This year, the World Humanitarian Day will be marked in a context where armed conflicts and disasters such as earthquakes and food crises are causing an increase in the number of persons living with disabilities.
At the same time, there are often barriers that prevent persons with disabilities themselves from accessing the humanitarian relief provided by aid agencies, be they governmental or non-governmental, local or international.
CBM promotes a disability-inclusive approach to humanitarian response and has demonstrated through partnerships with ‘mainstream organisations’ that it could and should be a concern shared by every humanitarian stakeholder.
Persons with disabilities left out
‘The situation during the emergency was very bad, says Caroline Mukami of SPARK, a Kenyan organisation with which CBM partnered since last year to respond to the Horn of Africa food crisis. Children with disabilities suffered the most. When the relief food came from CBM, there was community targeting for the people who are most vulnerable. It was realised that the community didn’t even know that people with disabilities were there.’
This was no exception, as far as humanitarian responses go. Persons with disabilities who are among the most vulnerable groups in times of food insecurity and other emergencies are often hidden or left behind. Despite the humanitarian community’s genuine efforts, they and their families may not be able to access emergency response services made available by them due to difficulties in mobility, hearing, seeing and understanding. And this was recently acknowledged at a conference by Valerie Amos, the UN’s Under-Secretary-General for Humanitarian Affairs: ‘People with disabilities are often the last to get the help they need during conflict and disasters.’

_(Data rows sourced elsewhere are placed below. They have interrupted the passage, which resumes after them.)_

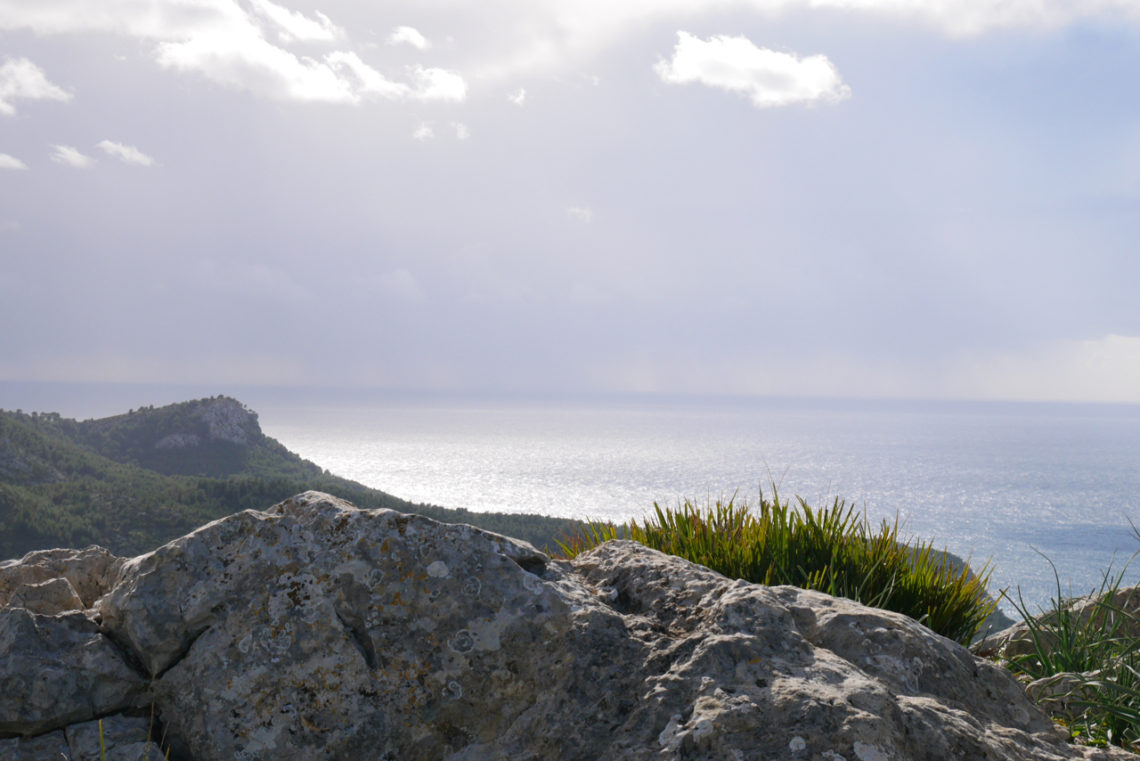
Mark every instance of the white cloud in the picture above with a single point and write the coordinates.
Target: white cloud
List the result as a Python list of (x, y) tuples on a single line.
[(10, 162), (770, 79), (430, 83), (408, 35), (292, 25), (71, 156), (125, 154), (227, 43), (242, 58), (583, 214), (439, 84), (19, 78), (367, 79)]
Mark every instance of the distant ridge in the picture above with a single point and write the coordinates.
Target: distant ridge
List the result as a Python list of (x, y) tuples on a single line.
[(133, 481)]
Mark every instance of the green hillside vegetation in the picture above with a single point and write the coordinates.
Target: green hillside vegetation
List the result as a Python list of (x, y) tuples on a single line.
[(135, 481)]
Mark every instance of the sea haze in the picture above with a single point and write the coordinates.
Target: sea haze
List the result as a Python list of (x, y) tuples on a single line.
[(1016, 483), (1012, 483)]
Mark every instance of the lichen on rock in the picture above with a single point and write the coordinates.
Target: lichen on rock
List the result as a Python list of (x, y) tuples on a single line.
[(316, 630)]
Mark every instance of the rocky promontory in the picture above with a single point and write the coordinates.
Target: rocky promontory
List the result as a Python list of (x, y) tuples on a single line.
[(317, 630)]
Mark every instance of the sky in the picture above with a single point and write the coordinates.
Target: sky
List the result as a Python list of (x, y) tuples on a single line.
[(857, 198)]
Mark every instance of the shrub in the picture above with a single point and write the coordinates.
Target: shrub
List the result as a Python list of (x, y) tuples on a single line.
[(832, 549)]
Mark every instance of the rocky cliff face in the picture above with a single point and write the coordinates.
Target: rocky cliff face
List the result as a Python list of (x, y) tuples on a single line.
[(315, 630)]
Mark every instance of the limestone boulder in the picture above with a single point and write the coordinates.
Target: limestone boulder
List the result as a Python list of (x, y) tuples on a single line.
[(315, 630), (124, 738)]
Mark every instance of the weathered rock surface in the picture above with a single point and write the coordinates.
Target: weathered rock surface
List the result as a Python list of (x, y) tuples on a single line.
[(315, 630), (124, 738)]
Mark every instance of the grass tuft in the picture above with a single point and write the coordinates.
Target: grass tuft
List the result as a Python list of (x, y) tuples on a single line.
[(831, 549), (1082, 662)]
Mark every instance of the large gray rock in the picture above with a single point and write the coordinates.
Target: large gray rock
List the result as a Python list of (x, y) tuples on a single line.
[(1117, 610), (316, 630), (57, 670), (124, 738)]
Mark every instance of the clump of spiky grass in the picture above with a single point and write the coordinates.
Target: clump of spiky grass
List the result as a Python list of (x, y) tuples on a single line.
[(1084, 662), (831, 549)]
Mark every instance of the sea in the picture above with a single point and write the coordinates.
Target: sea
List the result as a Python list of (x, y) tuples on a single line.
[(1044, 494)]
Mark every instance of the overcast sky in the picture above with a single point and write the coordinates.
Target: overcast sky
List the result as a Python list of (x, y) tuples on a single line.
[(917, 198)]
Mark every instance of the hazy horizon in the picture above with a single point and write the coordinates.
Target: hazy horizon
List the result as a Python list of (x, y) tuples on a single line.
[(876, 199)]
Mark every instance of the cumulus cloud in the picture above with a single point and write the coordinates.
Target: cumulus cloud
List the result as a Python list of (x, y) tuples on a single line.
[(439, 84), (228, 43), (767, 78), (10, 162), (292, 25), (71, 156), (244, 59), (367, 80), (19, 78), (125, 154), (583, 214), (408, 35)]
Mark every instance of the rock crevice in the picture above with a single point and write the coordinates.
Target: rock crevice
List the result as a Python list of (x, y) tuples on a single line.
[(316, 630)]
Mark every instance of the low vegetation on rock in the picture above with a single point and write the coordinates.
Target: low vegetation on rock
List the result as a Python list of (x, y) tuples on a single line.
[(1080, 660), (831, 549)]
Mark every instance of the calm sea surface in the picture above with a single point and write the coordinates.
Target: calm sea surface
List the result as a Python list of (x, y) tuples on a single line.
[(1010, 483), (1002, 482)]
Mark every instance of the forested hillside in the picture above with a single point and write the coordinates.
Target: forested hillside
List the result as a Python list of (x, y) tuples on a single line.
[(135, 481)]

A moral and legal obligation to include them
‘We have a clear moral obligation to address this situation’, she said. But she also reminded the assistance that there now was also a legal obligation to do so. Persons with disabilities have a right to inclusion in emergency relief operations with their specific support requirements taken into account.
Indeed, the Convention on the Rights of Persons with Disabilities that entered into force in 2008 states in its Article 11 that ‘States Parties shall take (…) all necessary measures to ensure the protection and safety of persons with disabilities in situations of risk, including situations of armed conflict, humanitarian emergencies and the occurrence of natural disasters‘.
CBM’s direct response to the Horn of Africa food crisis
CBM’s overarching priority in emergency situations is to make sure that aid reaches persons with disabilities. CBM provides immediate care together with its existing implementing partners in affected areas. For example this year, alongside the Diocese of Meru and its SPARK department, CBM has provided emergency food to 27,000 vulnerable people in regions of Kenya affected by the drought, with a special focus on persons with disabilities, children under five, pregnant and lactating women, the elderly and particularly poor households.
CBM partners have also been identifying people with disabilities and delivering assistive devices so that they can better access food distribution by other relief agencies. This was in particular the case in Kenya this year where about 500 mobility aids such as wheelchairs, tricycles and walkers produced by the Association for the Physically Disabled of Kenya (ADPK) , have been delivered during the drought relief efforts.
Working together to mainstream disability in humanitarian response
For CBM reaching persons with disabilities directly together with its existing partners is crucial but at the same time, it is also essential to build new partnerships with powerful ‘mainstream’ aid actors to ensure they include persons with disabilities in their own emergency response to the crises.
NGOs such as the Kenya Red Cross Society, Merlin and Intermón Oxfam are mainstream organisations inasmuch as they have a broad mandate and target whole populations. The aim of the partnerships CBM has developed with them on the occasion of the Horn of Africa crisis is to ensure that persons with disabilities are identified by their teams as a vulnerable group and are included in all interventions during their emergency response.
These collaborations therefore allow many more persons with disabilities to be included and receive the vital help they and their families need. CBM working together with other large NGOs ensures the disability issues are taken into account both as a cross-cutting issue related to humanitarian response, but also, as it should be, as a human rights issue.